Mr Sipra, who has been living in Pakistan for many years, was arrested by City of London Police last month at Gatwick Airport after a flight from Pakistan, which has no extradition treaty with the UK. A Serious Fraud Office spokeswoman refused to go into the circumstances of his surprise detention except to say he returned to the UK voluntarily. "He has been charged with theft offences relating to Johnson Matthey," she confirmed. He will appear before City of London Magistrates on Tuesday, to answer charges that he stole pounds 620,000 from the bank through his shipping operation, Eurostem Maritime.
The once famously flamboyant London-based shipowner, 53, has been held in custody since he arrived at Gatwick. "There is not a lot I can say at this stage," said the spokeswoman. City of London police referred all calls to the SFO.
A team of detectives at Bishopsgate police station in the City has dusted off the old JMB files and is busy tracing papers from the bank's spectacular demise. When JMB went down with debts of pounds 250m, Mr Sipra,was its largest customer.
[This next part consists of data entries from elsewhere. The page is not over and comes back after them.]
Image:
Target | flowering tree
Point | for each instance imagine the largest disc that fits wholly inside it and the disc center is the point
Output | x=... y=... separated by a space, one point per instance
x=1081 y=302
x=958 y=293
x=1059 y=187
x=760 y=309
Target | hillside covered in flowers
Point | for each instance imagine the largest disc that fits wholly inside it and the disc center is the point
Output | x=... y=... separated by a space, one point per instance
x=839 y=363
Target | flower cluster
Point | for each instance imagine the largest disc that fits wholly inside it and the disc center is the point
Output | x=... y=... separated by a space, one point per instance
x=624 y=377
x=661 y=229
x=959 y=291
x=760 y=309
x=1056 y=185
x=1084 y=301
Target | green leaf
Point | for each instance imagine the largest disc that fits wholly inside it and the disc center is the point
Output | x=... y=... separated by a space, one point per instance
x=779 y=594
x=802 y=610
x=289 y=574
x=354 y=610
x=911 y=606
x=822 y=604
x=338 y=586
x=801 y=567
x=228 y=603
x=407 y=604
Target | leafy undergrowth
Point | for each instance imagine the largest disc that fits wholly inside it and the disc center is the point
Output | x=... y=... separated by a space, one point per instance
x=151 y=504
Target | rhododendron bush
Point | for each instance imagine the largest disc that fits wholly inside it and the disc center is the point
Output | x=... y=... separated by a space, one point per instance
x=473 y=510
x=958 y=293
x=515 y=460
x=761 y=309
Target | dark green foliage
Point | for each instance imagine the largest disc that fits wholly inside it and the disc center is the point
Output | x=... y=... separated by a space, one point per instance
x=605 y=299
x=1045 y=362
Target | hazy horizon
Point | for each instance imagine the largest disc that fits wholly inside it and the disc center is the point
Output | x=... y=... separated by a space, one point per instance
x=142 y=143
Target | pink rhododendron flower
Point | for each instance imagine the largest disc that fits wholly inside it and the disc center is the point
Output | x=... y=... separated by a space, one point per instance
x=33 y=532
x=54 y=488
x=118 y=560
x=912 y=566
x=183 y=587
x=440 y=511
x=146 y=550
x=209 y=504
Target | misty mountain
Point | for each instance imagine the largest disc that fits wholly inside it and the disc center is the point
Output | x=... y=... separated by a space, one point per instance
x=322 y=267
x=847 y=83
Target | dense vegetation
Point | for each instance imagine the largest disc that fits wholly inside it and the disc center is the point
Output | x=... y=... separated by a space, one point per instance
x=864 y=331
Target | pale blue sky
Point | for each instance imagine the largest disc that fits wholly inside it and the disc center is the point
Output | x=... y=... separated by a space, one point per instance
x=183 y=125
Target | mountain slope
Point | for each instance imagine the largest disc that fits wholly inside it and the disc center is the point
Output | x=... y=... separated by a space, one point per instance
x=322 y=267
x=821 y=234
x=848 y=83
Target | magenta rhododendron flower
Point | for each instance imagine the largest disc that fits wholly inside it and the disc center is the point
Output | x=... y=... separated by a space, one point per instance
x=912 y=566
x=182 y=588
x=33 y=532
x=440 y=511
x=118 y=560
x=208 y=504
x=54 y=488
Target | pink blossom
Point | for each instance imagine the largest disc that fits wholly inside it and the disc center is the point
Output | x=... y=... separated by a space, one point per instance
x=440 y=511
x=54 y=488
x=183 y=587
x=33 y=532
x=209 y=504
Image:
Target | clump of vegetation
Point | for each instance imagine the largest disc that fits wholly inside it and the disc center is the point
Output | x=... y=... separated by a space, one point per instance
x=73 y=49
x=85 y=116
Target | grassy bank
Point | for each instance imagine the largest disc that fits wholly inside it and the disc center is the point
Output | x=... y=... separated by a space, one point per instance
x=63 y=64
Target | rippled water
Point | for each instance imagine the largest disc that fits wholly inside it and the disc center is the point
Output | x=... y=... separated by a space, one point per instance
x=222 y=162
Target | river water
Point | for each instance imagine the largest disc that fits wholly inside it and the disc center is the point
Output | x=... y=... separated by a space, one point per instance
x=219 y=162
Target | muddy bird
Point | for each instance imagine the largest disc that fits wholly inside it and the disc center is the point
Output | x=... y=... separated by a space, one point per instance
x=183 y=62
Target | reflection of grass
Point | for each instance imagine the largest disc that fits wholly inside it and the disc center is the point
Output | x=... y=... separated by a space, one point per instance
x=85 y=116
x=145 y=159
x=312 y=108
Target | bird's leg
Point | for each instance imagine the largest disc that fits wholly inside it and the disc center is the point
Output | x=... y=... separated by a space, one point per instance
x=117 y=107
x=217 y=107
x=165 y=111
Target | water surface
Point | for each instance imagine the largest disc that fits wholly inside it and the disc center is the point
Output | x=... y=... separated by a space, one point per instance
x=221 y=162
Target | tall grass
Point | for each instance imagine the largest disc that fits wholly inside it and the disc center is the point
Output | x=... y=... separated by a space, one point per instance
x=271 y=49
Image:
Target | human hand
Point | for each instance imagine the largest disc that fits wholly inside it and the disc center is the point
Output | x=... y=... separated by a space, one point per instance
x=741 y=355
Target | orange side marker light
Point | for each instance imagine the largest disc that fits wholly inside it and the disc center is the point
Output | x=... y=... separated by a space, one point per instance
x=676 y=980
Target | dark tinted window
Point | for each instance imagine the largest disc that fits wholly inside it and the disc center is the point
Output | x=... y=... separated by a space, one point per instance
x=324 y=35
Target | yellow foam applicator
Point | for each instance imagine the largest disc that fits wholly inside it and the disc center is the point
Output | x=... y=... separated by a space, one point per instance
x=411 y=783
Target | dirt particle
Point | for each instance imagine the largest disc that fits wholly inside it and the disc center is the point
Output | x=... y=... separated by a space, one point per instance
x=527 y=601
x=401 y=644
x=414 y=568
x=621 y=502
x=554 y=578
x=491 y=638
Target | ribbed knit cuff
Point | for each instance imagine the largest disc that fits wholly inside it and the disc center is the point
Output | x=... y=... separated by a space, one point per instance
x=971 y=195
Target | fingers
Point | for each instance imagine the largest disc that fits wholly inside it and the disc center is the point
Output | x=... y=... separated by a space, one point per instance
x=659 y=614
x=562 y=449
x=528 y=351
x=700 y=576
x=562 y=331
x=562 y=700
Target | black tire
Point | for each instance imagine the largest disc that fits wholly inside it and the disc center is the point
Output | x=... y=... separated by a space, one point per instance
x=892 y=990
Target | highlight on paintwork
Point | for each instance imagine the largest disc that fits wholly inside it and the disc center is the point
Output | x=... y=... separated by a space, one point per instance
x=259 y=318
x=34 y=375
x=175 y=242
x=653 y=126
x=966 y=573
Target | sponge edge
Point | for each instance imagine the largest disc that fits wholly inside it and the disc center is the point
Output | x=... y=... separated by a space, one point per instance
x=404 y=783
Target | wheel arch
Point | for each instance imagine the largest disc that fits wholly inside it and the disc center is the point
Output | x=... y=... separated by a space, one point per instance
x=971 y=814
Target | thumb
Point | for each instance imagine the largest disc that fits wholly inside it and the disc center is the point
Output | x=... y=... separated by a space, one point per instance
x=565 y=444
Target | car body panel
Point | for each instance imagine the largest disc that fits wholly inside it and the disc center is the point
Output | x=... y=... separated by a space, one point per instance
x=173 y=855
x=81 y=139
He ran the sprawling El Saeed group of companies and JMB made loans to companies within the group.
News of his arrest after all this time will re-open the JMB affair, which was never satisfactorily explained. The bank collapsed after Bank of England officials became concerned at the scale of its exposure to Mr Sipra and another smaller customer, Abdul Shamji.
The exact total of Mr Sipra's borrowing was never established, but the Bank of England's report into the affair, which aroused huge controversy at the time and was the first of several banking disasters that raised serious questions about the authorities' ability effectively to regulate the financial system, put it at 93 per cent of JMB's capital base of pounds 102m - pounds 92.1m. This exposure was nine times greater than the Bank's official guidelines. Mr Sipra himself reportedly said his credit was much lower, at between $30m (pounds 18.5m) to $50m.
He lived a luxurious lifestyle, with a house in Mayfair and a castle in Spain. The first ship he owned was called El Sipra. He had a chain of clothes' shops in New York called Lord Sipra and his own brand of perfume called Arrogance.
As well as fashion and shipping, he also moved into films, rescuing the Jigsaw Man, with Michael Caine and Lord Olivier and putting cash into The Bengal Lancers, which was aborted during shooting. By pure coincidence, an account of the problems associated with the shooting of that film by Stephen Weeks, the director, is due to appear on BBC Radio 4 shortly.
A large trader in commodities, Mr Sipra was behind one of the biggest deals of that period, the export of 1 million tons of US grain worth pounds 30m to the Middle East and Asia. A slump in world shipping and the coup in Nigeria hit his empire and revealed the risks JMB was taking.